Die Psychoanalytikerin Jeannette Fischer war zu Gast bei Burkhard Müller-Ullrich. Dort erklärte sie sehr gut nachvollziehbare Erklärungsmuster für das Verhalten konformistischer Zeitgenossen. Also jene, die demonstrativ ihre Maske tragen, überall. Die einen sofort anranzen, wenn man sich nicht konform verhält. Die einen sofort in die Ecke stellen, wenn sie am Ende ihres eigenen intellektuellen Horizonts angekommen sind.
Es geht dabei um das Ausagieren der eigenen Aggression aus einer sicheren Deckung: Auch diese Leute haben Wut, aber sie trauen sich nicht, diese auszuleben, außer wenn es gesellschaftlich (vermeintlich, suggeriert durch Agitation in den Medien) gebilligt oder gewollt ist. Deren Aggressionen werden durch Angst geschürt. Genauer: Durch die Säue, die die Medien in regelmäßigen Abständen durch das globale Dorf jagen.

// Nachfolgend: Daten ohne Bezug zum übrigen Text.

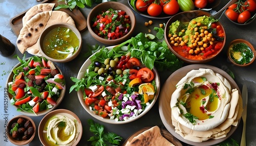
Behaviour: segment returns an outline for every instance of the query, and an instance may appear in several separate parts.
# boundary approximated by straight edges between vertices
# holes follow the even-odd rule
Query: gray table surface
[[[217,8],[216,10],[220,10],[229,1],[221,1],[221,3]],[[129,6],[127,1],[121,0],[118,2],[125,4]],[[16,0],[0,0],[0,34],[9,39],[16,46],[16,41],[17,36],[12,31],[10,25],[10,20],[28,10],[33,6],[38,4],[36,0],[16,1]],[[83,14],[87,17],[91,8],[84,8],[81,9]],[[167,22],[168,19],[152,19],[143,17],[135,12],[137,18],[137,25],[134,35],[139,32],[148,33],[148,29],[153,30],[154,26],[158,27],[160,23]],[[145,27],[144,23],[150,20],[153,20],[153,24],[148,27]],[[226,49],[229,43],[235,39],[244,39],[250,42],[252,44],[256,46],[256,21],[246,26],[241,27],[236,26],[228,20],[227,17],[223,15],[220,19],[220,21],[224,26],[226,34],[226,43],[225,45],[224,50],[214,60],[207,63],[207,64],[216,66],[223,70],[228,72],[231,71],[234,75],[234,80],[242,90],[243,85],[246,84],[248,87],[248,115],[246,127],[246,143],[247,145],[256,145],[256,76],[255,75],[256,61],[250,66],[247,67],[239,67],[235,66],[230,63],[226,56]],[[154,34],[154,31],[152,31]],[[83,57],[83,55],[88,51],[87,44],[94,45],[96,43],[103,45],[97,42],[90,35],[89,31],[86,30],[82,34],[82,48],[80,54],[75,60],[65,63],[57,63],[61,68],[66,79],[67,88],[65,97],[57,109],[63,108],[70,110],[76,113],[80,120],[83,125],[83,134],[80,141],[79,145],[88,145],[87,140],[92,136],[92,134],[89,131],[89,126],[87,124],[87,119],[93,118],[87,113],[83,108],[77,98],[77,93],[73,91],[69,93],[70,87],[73,84],[73,82],[70,79],[71,77],[76,77],[79,69],[83,62],[87,58]],[[108,45],[104,45],[107,46]],[[14,54],[8,57],[0,56],[0,142],[1,145],[12,145],[6,137],[6,126],[8,121],[13,116],[20,114],[16,109],[10,104],[6,103],[6,96],[7,92],[6,87],[6,83],[8,75],[11,72],[13,66],[18,63],[14,55],[18,55],[22,57],[23,55],[16,48]],[[26,54],[27,57],[31,56],[29,54]],[[74,65],[75,64],[75,65]],[[184,64],[184,66],[187,64]],[[165,81],[172,74],[172,72],[164,71],[160,72],[161,78],[161,84],[163,85]],[[31,117],[35,122],[36,126],[39,123],[43,116],[39,117]],[[115,132],[123,138],[122,143],[127,139],[129,136],[137,131],[146,127],[152,127],[158,125],[163,127],[163,125],[160,117],[158,110],[158,102],[155,104],[151,110],[139,119],[129,124],[123,125],[112,125],[102,123],[96,119],[93,119],[96,122],[104,125],[107,130]],[[233,138],[240,143],[242,131],[242,120],[240,122],[238,128],[234,133],[229,138]],[[38,145],[41,144],[37,134],[36,134],[34,140],[29,144],[29,145]],[[187,145],[183,143],[183,145]]]

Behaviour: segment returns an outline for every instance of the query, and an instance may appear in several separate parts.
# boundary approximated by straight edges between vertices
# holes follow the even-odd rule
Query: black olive
[[[101,66],[101,63],[96,61],[95,62],[94,62],[94,65],[97,67],[100,67],[100,66]]]
[[[137,70],[140,70],[140,66],[137,66],[137,65],[134,65],[134,66],[133,67],[133,69],[137,69]]]

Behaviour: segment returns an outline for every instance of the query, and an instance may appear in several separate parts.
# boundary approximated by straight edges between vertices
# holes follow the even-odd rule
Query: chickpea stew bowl
[[[97,41],[116,45],[130,38],[135,30],[136,19],[128,6],[108,2],[98,4],[91,11],[87,23],[90,33]]]
[[[223,50],[226,35],[208,12],[195,10],[174,15],[166,23],[164,39],[170,51],[188,63],[213,60]]]

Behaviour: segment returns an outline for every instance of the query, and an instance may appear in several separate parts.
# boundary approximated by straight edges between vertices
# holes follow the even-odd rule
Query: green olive
[[[109,69],[109,68],[110,68],[110,65],[109,65],[109,64],[106,65],[106,69]]]
[[[118,62],[118,61],[119,61],[119,59],[118,58],[118,57],[117,57],[114,59],[114,60],[116,61],[116,62]]]
[[[116,61],[115,61],[114,60],[110,60],[110,66],[111,66],[111,67],[116,67],[117,64],[117,62],[116,62]]]
[[[95,68],[94,68],[94,71],[95,72],[97,72],[98,70],[99,70],[99,67],[96,67]]]
[[[117,69],[116,70],[116,74],[120,75],[122,74],[122,73],[123,72],[123,70],[122,70],[122,69]]]
[[[104,60],[104,64],[105,64],[106,65],[107,64],[109,64],[110,61],[110,59],[109,59],[109,58],[107,58],[107,59],[105,59],[105,60]]]
[[[105,73],[105,68],[103,67],[101,67],[98,70],[98,74],[99,74],[99,75],[101,75],[102,73]]]

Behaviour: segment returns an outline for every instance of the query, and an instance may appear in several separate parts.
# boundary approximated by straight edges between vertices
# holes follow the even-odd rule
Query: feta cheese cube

Frau Fischer unterscheidet zwischen Angst und Furcht (und es war guter Journalismus, dass Müller-Ullrich zuerst die Basisbegriffe klären wollte). Furcht bewirkt rationales Handeln zur Reduzierung eines erkannten Risikos. Angst hingegen bewirkt Lähmung. Entspannung entsteht hier nur durch kollektives Verhalten gegen einen gemeinsamen Feind. Z. B. Kollektives Maske Tragen und kollektive Hetze gegen Verweigerer. Die ängstlichen Konformisten sind unbewusst sogar froh über die Verweigerer, denn so können sie die Projektion ihrer Aggression von einem unsichtbaren Virus auf sichtbare Zeitgenossen lenken und ausagieren. Die konformistische Masse sehnt sich nach Entlastung durch Entladung ihrer angestauten Aggression gegen einen Sündenbock.
Dass es auch in der verkündeten Pandemie entweder auch oder vor allem darum ging, verriet übrigens Christian Droste in einem seiner ersten NDR Podcasts: "Auch wenn der Nutzen der Masken noch nicht eindeutig erwiesen ist, signalisiert ihr Träger aber auf jeden Fall: Ich habe verstanden, und aus Solidarität mache ich mit."
Ich selbst erlebte in der Anfangsphase, im Februar 2020 übrigens folgendes: Die Nachrichten aus Wuhan standen da noch nicht auf den Titelseiten, aber eine chinesische Kollegin aus dem Nachbarbüro trug bereits eine Maske. Sie nannte das "Wuhan-Virus" als Grund, und sie wisse um die Geschwindigkeit, mit der sich Viren auf der Welt ausbreiten. Ok, dachte ich: Wer sollte das besser wissen, als eine chinesische Kollegin und meine Frau und ich besorgten uns Masken in einer Apotheke. Allerdings gab es zu der Zeit noch keine OP- oder FFP2-Masken zu kaufen, sondern nur diese ganz einfachen Stoffmasken.
Als ich am nächsten Morgen im Projektbüro auftauchte erlebte ich Staunen, Gelächter und Witzchen. Ich sagte: Als Zugpendler werde ich auf Nummer sicher gehen. Meine Kollegin erwähnte ich nicht, so dass sich meine witzelnden Kollegen in diesem Moment allein auf ihr eigenes Urteilsvermögen stützen mussten. Sie erklärten mir im Brustton der Überzeugung, warum Masken gegen "gefährlich Viren" nutzlos seien. Krankenhausmasken trage man nur zum Schutz von OP-Patienten, gegen die Verbreitung von Keimen. Aha.
Die gleichen Kollegen gehörten später zu den härtesten Kritikern von Kollegen ohne Masken, als die Regierung und der Vorstand Masken in Büros anordneten.
Ich erklärte es mir dann auch so, dass es einem angespannten Kollektiv bei der Bewertung von abweichendem Verhalten, nicht um die Wahrheit geht - nicht mal aus Eigeninteresse, um sich selbst zu schützen. Es geht nur darum, selbst auf der sicheren ("befohlenen") Seite zu stehen. Und einen Sündenbock zu haben, falls die eigene, konforme Angst nicht mehr auszuhalten ist.